Bilindiği üzere, uluslar arası ilişkiler uluslararası hukukla düzenlenir.
Bir ülkede yapılan projelere, diğer ülkelerden gelecek itirazlar da, başlanan projeyi icabında yarım bırakıp engelleyeceği gibi yaptırımlara da sebebiyet verecek olup, mevzu olan projenin Avrupa İnsan Haklarına kadar da taşıyacağı açıktır. Neden bahsediyoruz. Elbetteki Kanal İstanbul'dan!
Karadeniz ile Marmara Denizi'ni bağlayan İstanbul Boğazının en dar yeri 698 metredir. Genişliği ise, yerlerde 3 bin 500 metreye kadar çıkar.
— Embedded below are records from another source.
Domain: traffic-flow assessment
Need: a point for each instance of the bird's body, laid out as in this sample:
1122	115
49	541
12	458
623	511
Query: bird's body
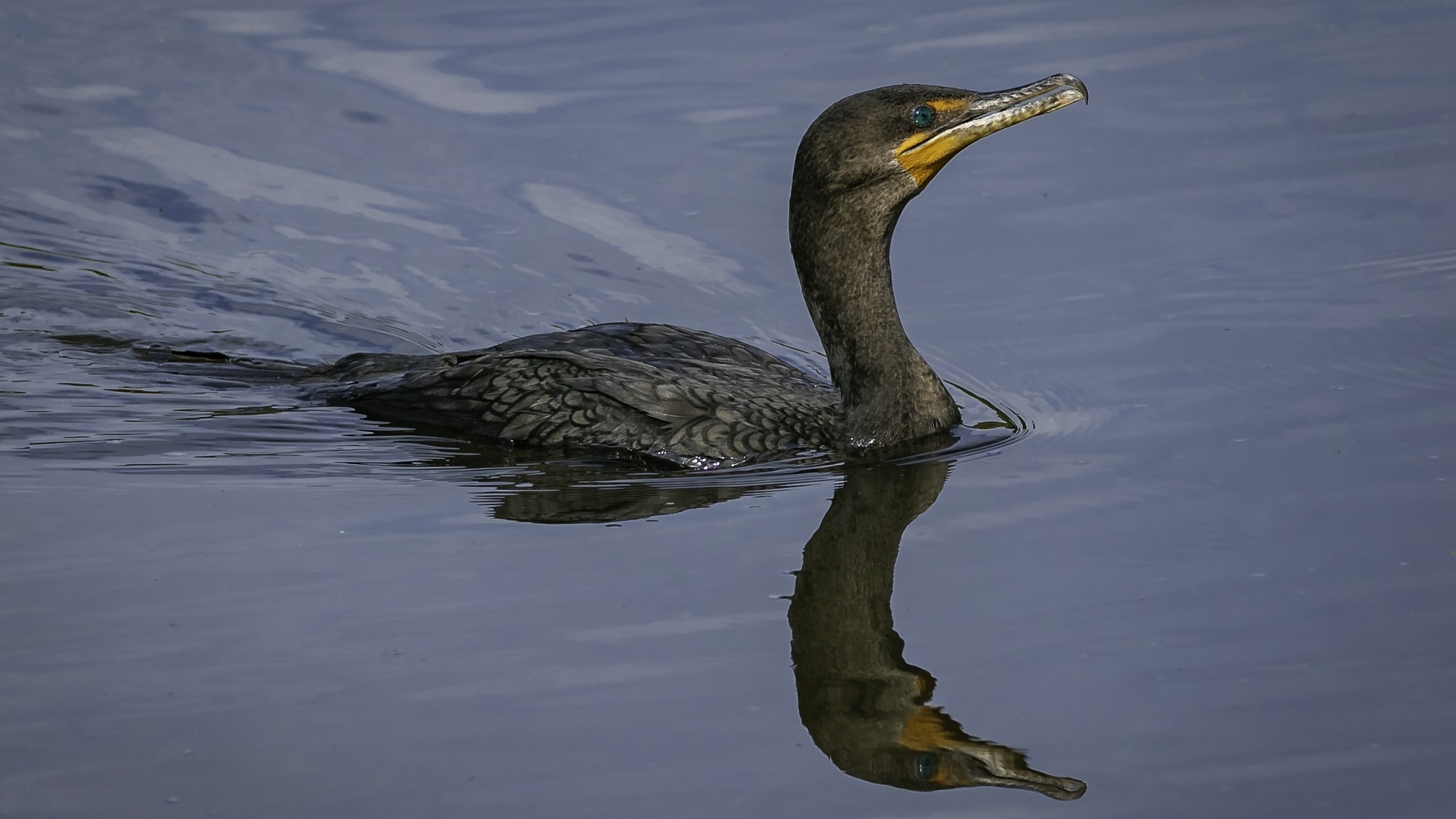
667	392
699	400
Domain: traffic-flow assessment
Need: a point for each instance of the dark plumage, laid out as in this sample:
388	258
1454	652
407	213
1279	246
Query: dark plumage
699	400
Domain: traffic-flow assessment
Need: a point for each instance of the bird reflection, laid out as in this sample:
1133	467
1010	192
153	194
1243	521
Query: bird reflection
861	701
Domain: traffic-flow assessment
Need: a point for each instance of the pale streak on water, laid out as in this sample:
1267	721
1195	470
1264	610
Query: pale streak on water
1212	579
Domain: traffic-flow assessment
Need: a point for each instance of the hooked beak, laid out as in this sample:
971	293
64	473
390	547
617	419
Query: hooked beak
979	115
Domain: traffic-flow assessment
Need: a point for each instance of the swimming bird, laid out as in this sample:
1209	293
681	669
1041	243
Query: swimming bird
699	400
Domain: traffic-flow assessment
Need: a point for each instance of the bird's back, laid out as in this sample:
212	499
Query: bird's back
680	395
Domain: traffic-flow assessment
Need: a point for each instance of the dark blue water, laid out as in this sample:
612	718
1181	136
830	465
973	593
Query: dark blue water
1215	575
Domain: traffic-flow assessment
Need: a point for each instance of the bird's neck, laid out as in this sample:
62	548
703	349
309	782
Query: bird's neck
842	251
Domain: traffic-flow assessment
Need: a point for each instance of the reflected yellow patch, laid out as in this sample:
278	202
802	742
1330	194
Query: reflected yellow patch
928	729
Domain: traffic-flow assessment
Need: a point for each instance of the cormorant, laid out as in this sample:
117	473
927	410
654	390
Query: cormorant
699	400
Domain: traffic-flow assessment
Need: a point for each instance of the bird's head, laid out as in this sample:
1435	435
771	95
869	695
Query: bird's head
896	139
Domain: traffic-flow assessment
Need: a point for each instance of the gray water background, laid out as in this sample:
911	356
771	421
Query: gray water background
1215	576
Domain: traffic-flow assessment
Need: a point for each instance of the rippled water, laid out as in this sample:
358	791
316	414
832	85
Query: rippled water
1212	577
Ancak biz, İsanbul boğazından geçen gemilerin trafik yoğunluğu bahane edilerek, mevcut boğazın trakya yönünde suni olarak yapılmak istenen, projeden bahsedeceğiz.
Önce, hukuki boyutunu bakalım. Yapılacak proje çevreyi de etkilediğinden, yapılabirliğinin hukuki yönüne de bakılır. Bir bina bile yapılırken, hukuki bir sürü işlemleri vardır. Çevreyi ilgilendirecek projeler de ise, birden çok yerlerden izin almak gerekir: Örneğin, Çevre Düzenine uygunluk raporu olarak kısaca adlandırılan ÇED raporu, projenin yapıldığı ülkeyi ilgilendirir, bazen de, yurt dışı ülkeleri de etkileyen meseleler de ortaya çıkar.
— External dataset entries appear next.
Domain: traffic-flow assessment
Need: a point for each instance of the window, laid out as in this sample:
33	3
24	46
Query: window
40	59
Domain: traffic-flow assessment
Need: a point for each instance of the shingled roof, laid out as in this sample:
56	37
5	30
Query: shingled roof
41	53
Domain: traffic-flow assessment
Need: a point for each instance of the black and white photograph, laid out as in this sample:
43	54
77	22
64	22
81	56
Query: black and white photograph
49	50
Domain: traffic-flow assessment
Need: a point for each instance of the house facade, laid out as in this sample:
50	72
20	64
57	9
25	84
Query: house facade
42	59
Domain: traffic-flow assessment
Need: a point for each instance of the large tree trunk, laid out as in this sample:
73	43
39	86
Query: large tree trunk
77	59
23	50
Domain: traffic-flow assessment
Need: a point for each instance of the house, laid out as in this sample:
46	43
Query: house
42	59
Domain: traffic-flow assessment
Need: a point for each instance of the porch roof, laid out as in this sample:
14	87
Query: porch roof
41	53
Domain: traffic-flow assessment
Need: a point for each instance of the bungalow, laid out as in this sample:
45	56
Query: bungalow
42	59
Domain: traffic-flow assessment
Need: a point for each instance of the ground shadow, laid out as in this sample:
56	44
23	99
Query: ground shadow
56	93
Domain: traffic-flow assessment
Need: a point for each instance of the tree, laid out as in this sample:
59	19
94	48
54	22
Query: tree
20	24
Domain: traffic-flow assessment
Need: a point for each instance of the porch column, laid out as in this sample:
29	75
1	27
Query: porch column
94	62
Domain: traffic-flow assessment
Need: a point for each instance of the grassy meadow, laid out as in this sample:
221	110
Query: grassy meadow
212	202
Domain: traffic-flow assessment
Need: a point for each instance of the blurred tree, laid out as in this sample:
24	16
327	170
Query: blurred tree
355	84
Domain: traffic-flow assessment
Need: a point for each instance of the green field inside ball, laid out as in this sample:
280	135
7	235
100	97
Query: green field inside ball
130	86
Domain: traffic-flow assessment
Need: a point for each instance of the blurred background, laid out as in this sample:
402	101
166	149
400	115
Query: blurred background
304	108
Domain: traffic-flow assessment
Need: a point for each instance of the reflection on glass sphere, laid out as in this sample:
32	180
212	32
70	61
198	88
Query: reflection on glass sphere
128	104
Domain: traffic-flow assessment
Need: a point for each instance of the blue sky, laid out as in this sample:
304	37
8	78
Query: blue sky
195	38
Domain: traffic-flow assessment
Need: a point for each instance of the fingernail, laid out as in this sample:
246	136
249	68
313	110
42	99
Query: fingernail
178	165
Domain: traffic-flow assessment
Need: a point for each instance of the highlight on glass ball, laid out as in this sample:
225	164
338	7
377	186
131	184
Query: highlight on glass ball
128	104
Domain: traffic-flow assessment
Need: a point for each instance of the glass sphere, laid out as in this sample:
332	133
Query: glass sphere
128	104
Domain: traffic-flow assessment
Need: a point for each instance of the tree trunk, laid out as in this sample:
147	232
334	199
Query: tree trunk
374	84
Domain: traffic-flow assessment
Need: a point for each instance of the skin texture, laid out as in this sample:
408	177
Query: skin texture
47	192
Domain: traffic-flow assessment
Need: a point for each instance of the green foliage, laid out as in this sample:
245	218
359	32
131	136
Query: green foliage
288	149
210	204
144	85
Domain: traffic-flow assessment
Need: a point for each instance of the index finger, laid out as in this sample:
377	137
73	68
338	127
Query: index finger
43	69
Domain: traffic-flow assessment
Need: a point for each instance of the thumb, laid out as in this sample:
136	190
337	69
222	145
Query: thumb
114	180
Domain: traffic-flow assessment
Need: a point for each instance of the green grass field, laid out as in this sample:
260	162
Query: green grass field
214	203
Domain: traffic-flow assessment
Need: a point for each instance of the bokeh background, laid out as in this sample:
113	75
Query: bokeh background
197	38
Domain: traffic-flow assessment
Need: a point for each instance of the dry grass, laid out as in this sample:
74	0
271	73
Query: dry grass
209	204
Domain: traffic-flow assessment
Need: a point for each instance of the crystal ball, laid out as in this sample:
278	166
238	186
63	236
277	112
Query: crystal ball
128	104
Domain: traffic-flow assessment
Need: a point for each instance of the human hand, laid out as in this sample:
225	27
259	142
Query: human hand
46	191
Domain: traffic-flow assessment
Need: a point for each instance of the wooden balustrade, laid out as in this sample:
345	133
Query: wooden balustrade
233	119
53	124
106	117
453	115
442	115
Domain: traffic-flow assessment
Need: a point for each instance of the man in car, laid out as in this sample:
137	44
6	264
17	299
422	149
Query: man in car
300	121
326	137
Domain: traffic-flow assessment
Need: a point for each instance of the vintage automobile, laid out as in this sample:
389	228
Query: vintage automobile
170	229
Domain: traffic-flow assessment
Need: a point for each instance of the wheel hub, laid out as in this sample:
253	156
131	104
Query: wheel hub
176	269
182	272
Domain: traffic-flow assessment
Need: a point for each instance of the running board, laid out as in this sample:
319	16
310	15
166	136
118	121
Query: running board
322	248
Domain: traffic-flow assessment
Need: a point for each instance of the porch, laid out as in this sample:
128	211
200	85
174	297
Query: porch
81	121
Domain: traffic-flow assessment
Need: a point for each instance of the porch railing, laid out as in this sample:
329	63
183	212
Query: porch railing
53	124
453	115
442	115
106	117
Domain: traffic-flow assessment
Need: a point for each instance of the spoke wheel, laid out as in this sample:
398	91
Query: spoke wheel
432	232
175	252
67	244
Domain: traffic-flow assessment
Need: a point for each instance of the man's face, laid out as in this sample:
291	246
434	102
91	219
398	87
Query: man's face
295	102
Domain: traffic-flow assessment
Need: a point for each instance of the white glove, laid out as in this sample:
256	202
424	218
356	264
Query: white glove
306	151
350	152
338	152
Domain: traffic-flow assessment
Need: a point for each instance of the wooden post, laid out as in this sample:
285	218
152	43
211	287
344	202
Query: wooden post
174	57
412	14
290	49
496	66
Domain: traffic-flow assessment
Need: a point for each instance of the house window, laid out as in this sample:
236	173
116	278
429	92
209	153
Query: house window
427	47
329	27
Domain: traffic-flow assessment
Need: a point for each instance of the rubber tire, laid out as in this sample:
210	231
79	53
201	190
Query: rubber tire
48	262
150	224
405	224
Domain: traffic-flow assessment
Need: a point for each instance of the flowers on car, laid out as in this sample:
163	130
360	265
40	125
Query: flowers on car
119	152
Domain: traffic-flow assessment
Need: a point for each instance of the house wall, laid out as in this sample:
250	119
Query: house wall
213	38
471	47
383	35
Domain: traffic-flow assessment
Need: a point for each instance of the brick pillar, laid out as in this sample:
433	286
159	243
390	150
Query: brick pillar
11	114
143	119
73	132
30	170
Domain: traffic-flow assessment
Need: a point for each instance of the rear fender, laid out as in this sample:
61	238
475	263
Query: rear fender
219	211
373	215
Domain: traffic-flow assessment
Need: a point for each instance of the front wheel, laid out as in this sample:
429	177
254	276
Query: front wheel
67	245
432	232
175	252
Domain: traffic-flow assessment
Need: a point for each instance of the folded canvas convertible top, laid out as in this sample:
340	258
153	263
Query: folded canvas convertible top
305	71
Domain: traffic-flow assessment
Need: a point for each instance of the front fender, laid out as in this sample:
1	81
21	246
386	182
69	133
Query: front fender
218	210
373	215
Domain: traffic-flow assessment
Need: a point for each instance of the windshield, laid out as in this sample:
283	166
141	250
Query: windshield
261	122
Kanal İstanbulun yapılması, bütçe fazlalığı veren ülkeler için gayet normal olabilir. Özellikle, ekonominin durgunlaştığı dönemlerde yapılırsa, işsizliğe bile çare olan lokomotif görevi üstlenir. Ancak işin ulusal hukuki yönüne de bakmak gerekir. Şöyleki: 1992 yılında imzalanan Bükreş Sözleşmesi ile 2011 yılında yürürlüğe giren ‘Karadeniz Biyolojik Çeşitlilik ve Peyzajın Korunmasına ilişkin Protokol; Türkiye’nin imzaladığı pek çok anlaşmayla ters düşüyor. Çünkü, söz konusu proje sadece İstanbul’u değil, Karadeniz’de kıyısı olan ülkeleri de ilgilendiriyor.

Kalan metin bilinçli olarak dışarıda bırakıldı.